Let's Talk Science is a national Canada-wide outreach organization which runs both large events and classroom visits to schools across the country with the goal to improve science literacy and building youth interest in STEM. I was a part of Let's Talk Science from 2019 to 2021 as first a volunteer then coordinator for the Queen's University branch. As a volunteer I ran classroom visits at elementary schools involving leading demonstrations, giving quick lectures on the science behind the activities, and supporting students in conducting their own experiments. For example, I ran sessions on circuits, bottle rockets, egg drop, etc. As a coordinator I managed volunteers and connected them with outreach opportunities, organized virtual outreach for K-12 classes and developed new kits for topics such as physics, astronomy, and computer science.

IDEAS Initiative

Logo Credit: Jasmine Corning

The Innovation, Diversity, Exploration, & Advancement in STEM (IDEAS) Initiative is an organization that promotes diversity in physics by supporting under-represented youth, in particular gender minorities, across Canada.

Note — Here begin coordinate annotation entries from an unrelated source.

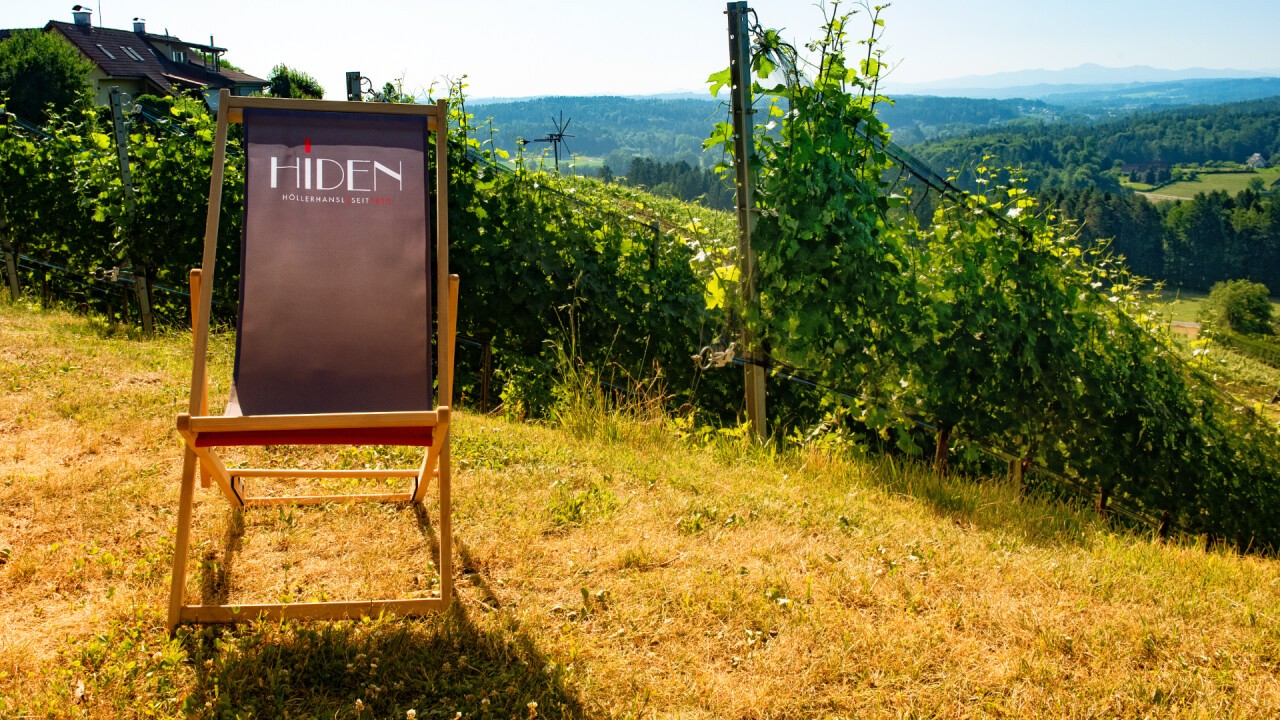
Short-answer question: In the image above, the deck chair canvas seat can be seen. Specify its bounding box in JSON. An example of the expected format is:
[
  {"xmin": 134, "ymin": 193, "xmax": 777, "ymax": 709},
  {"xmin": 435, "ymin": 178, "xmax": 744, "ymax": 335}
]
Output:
[{"xmin": 169, "ymin": 91, "xmax": 457, "ymax": 628}]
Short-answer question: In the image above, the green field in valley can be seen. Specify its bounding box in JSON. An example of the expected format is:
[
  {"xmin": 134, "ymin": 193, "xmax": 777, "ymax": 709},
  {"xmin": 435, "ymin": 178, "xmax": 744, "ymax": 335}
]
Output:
[{"xmin": 1123, "ymin": 168, "xmax": 1280, "ymax": 201}]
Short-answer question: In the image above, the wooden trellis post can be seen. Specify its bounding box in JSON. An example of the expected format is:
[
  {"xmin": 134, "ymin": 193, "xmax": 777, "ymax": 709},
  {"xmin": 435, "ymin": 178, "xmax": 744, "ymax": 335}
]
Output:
[{"xmin": 726, "ymin": 1, "xmax": 768, "ymax": 439}]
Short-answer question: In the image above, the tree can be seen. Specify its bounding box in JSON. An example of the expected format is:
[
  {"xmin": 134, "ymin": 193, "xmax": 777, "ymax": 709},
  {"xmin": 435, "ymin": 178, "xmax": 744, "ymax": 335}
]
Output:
[
  {"xmin": 370, "ymin": 77, "xmax": 417, "ymax": 105},
  {"xmin": 266, "ymin": 63, "xmax": 324, "ymax": 100},
  {"xmin": 1201, "ymin": 281, "xmax": 1274, "ymax": 334},
  {"xmin": 0, "ymin": 29, "xmax": 93, "ymax": 124}
]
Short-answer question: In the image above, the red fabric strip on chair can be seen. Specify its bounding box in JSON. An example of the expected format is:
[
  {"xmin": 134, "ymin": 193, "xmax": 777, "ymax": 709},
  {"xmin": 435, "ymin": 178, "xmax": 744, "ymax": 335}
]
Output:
[{"xmin": 196, "ymin": 427, "xmax": 433, "ymax": 447}]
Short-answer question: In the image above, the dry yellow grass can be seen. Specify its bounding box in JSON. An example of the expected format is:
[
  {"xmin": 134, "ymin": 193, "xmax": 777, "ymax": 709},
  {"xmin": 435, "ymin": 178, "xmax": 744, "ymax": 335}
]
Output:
[{"xmin": 0, "ymin": 299, "xmax": 1280, "ymax": 719}]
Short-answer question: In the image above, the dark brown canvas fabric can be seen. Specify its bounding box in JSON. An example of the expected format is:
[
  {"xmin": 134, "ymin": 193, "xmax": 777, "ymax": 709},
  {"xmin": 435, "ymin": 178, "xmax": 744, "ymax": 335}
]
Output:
[{"xmin": 229, "ymin": 109, "xmax": 431, "ymax": 415}]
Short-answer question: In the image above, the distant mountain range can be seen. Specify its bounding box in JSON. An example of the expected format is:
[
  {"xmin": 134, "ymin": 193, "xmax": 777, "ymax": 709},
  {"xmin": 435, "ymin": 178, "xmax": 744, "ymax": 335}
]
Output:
[{"xmin": 884, "ymin": 63, "xmax": 1280, "ymax": 99}]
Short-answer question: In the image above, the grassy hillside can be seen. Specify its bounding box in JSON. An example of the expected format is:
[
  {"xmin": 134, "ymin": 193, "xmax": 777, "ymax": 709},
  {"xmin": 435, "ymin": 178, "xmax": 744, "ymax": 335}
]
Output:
[{"xmin": 0, "ymin": 299, "xmax": 1280, "ymax": 719}]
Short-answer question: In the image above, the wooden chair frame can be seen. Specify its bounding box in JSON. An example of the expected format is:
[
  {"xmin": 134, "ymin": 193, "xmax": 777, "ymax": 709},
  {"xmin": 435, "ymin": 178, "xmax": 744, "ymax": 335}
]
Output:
[{"xmin": 168, "ymin": 90, "xmax": 458, "ymax": 632}]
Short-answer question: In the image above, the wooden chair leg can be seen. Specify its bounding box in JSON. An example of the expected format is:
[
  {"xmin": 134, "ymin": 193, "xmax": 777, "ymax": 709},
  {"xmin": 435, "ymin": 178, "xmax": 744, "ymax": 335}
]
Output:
[
  {"xmin": 169, "ymin": 447, "xmax": 196, "ymax": 634},
  {"xmin": 436, "ymin": 434, "xmax": 453, "ymax": 609}
]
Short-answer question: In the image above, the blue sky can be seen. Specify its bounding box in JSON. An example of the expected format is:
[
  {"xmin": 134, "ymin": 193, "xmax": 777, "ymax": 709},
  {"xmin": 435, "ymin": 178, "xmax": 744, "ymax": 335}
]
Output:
[{"xmin": 10, "ymin": 0, "xmax": 1280, "ymax": 97}]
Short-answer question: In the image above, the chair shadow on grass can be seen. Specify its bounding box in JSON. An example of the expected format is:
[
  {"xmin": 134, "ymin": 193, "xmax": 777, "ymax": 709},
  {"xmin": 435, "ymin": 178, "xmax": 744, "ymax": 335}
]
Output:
[
  {"xmin": 200, "ymin": 509, "xmax": 244, "ymax": 605},
  {"xmin": 184, "ymin": 506, "xmax": 588, "ymax": 720}
]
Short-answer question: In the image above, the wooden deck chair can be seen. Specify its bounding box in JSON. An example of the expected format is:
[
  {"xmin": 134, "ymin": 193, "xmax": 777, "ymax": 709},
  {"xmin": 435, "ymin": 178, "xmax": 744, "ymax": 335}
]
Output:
[{"xmin": 169, "ymin": 90, "xmax": 457, "ymax": 630}]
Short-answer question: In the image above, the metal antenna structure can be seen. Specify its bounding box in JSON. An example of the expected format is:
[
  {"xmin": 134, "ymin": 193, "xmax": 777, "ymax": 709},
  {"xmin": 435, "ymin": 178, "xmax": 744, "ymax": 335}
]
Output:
[{"xmin": 520, "ymin": 110, "xmax": 573, "ymax": 174}]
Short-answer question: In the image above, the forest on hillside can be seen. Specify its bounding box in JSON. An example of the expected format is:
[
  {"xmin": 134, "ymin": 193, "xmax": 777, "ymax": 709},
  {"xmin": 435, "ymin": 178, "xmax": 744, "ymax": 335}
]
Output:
[
  {"xmin": 911, "ymin": 97, "xmax": 1280, "ymax": 290},
  {"xmin": 468, "ymin": 96, "xmax": 1280, "ymax": 291}
]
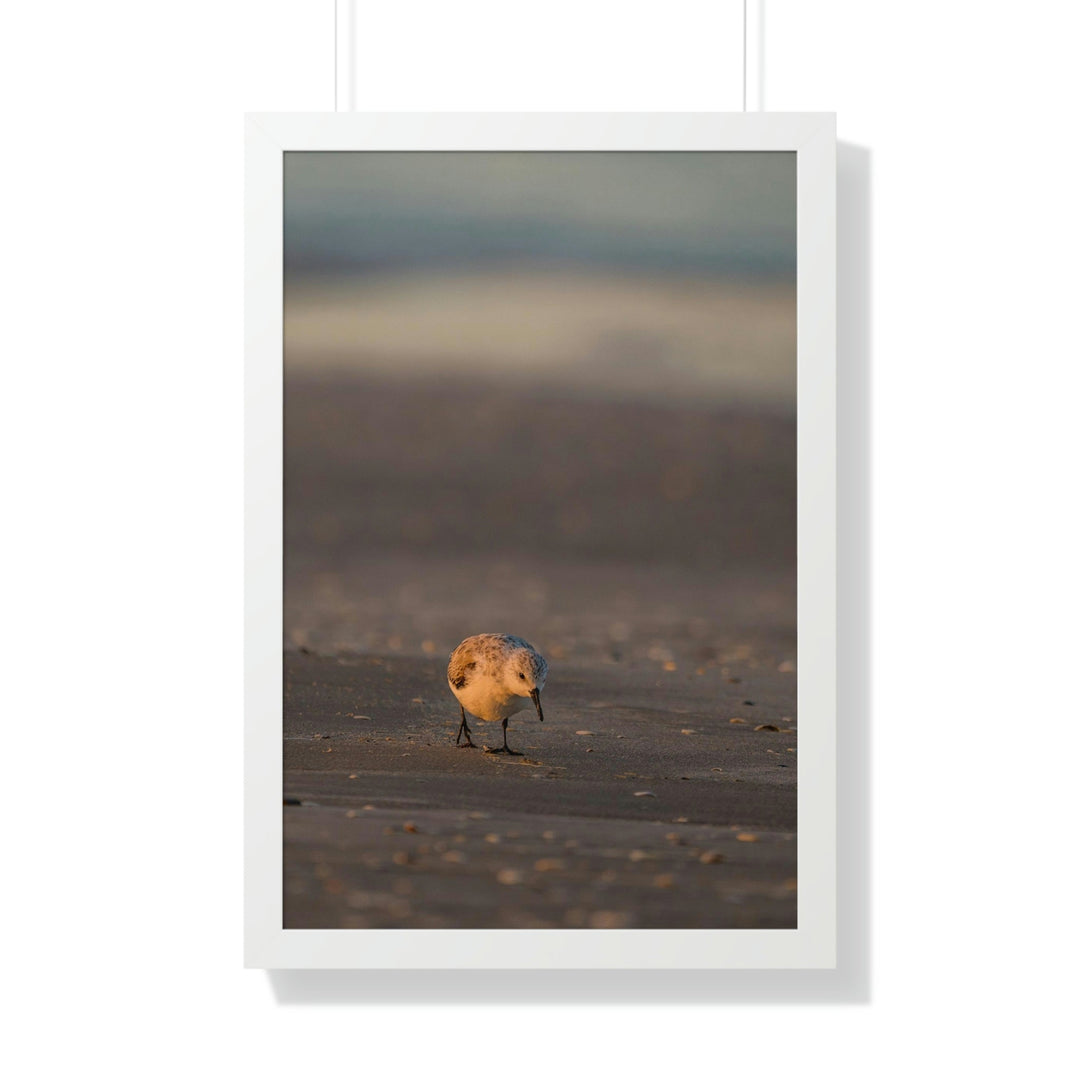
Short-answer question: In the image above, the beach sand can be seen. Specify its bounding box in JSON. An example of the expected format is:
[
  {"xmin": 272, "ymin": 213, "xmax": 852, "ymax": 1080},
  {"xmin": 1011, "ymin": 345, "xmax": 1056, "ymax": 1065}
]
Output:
[{"xmin": 284, "ymin": 376, "xmax": 797, "ymax": 929}]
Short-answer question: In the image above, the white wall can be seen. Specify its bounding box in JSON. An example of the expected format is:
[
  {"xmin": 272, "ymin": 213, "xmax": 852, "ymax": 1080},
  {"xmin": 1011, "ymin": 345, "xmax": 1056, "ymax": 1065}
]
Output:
[{"xmin": 0, "ymin": 0, "xmax": 1080, "ymax": 1078}]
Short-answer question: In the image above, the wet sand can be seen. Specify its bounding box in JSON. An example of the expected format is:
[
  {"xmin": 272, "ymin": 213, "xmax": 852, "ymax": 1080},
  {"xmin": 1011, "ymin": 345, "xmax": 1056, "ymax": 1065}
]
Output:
[
  {"xmin": 284, "ymin": 379, "xmax": 797, "ymax": 928},
  {"xmin": 285, "ymin": 653, "xmax": 797, "ymax": 928}
]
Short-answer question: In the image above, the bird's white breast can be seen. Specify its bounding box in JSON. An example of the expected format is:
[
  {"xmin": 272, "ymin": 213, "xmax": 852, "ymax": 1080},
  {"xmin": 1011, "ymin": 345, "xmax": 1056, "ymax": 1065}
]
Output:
[{"xmin": 450, "ymin": 675, "xmax": 529, "ymax": 720}]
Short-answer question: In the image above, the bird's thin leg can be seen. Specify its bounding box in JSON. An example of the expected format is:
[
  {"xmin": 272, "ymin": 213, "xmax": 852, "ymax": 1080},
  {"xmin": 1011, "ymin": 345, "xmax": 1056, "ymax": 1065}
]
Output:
[
  {"xmin": 455, "ymin": 705, "xmax": 475, "ymax": 746},
  {"xmin": 484, "ymin": 716, "xmax": 522, "ymax": 757}
]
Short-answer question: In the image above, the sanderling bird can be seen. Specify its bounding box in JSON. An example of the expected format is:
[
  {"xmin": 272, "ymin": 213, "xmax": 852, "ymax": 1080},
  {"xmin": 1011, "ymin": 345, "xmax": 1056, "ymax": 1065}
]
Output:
[{"xmin": 446, "ymin": 634, "xmax": 548, "ymax": 756}]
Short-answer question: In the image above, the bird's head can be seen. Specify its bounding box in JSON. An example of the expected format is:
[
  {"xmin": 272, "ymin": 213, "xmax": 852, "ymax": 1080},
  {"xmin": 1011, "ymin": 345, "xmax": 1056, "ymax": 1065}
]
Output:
[{"xmin": 505, "ymin": 649, "xmax": 548, "ymax": 720}]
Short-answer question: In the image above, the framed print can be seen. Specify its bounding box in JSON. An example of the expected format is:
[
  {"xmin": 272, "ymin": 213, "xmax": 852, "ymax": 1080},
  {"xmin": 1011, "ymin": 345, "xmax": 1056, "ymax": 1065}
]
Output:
[{"xmin": 245, "ymin": 113, "xmax": 836, "ymax": 969}]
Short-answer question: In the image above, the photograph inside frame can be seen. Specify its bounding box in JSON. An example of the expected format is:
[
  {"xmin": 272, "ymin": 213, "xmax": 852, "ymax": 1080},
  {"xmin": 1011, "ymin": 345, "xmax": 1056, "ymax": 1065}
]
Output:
[{"xmin": 283, "ymin": 151, "xmax": 798, "ymax": 930}]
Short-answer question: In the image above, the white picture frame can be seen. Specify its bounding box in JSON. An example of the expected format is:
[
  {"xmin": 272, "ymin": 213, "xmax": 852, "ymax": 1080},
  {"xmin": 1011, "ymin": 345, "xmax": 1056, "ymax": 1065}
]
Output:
[{"xmin": 244, "ymin": 112, "xmax": 837, "ymax": 969}]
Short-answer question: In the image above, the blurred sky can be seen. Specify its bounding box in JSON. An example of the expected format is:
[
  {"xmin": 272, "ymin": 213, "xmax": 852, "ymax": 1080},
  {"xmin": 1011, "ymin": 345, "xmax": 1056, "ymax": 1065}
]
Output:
[
  {"xmin": 285, "ymin": 152, "xmax": 795, "ymax": 284},
  {"xmin": 284, "ymin": 152, "xmax": 796, "ymax": 410}
]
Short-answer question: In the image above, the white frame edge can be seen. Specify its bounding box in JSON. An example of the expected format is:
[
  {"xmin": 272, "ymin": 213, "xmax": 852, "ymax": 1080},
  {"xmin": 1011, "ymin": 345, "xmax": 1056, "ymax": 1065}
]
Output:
[{"xmin": 244, "ymin": 112, "xmax": 836, "ymax": 969}]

During Covid-19, we pivoted our programming to be fully online. Some notable events included an online Canada-wide science fair for middle school students and a weekly YouTube live Q&A series that I organized and ran highlighting top female scientists in a broad variety of STEM disciplines called STEM Stories.

In both my Let's Talk Science and IDEAS Initiative roles, I organized a virtual Canada-wide national symposium called Let's Talk Astrophysics where we taught high school and CÉGEP students the basics of python using a Jupyter Notebook and go through making a galactic rotation curve. You can access these materials here.

Mentorship

In my role as mentorship coordinator for Gender Minorities in Physics (GEMINI-P) at Queen's University I ran a pilot mentorship program for upper year undergraduates at Queen's University that matched students and mentors based on their research interests and intersecting identities. I sourced mentors from around the world, in order to have mentors in the specific fields and identities with the mentee pool. I've also personally mentored multiple students and co-supervised three undergrad research projects.

National Advocacy

I have served on three committees within the Canadian Astronomical Society (CASCA), contributing to outreach, graduate student support, and equity. I co-designed an ethics-approved national demographics and harassment survey to assess and improve the culture of Canadian astronomy.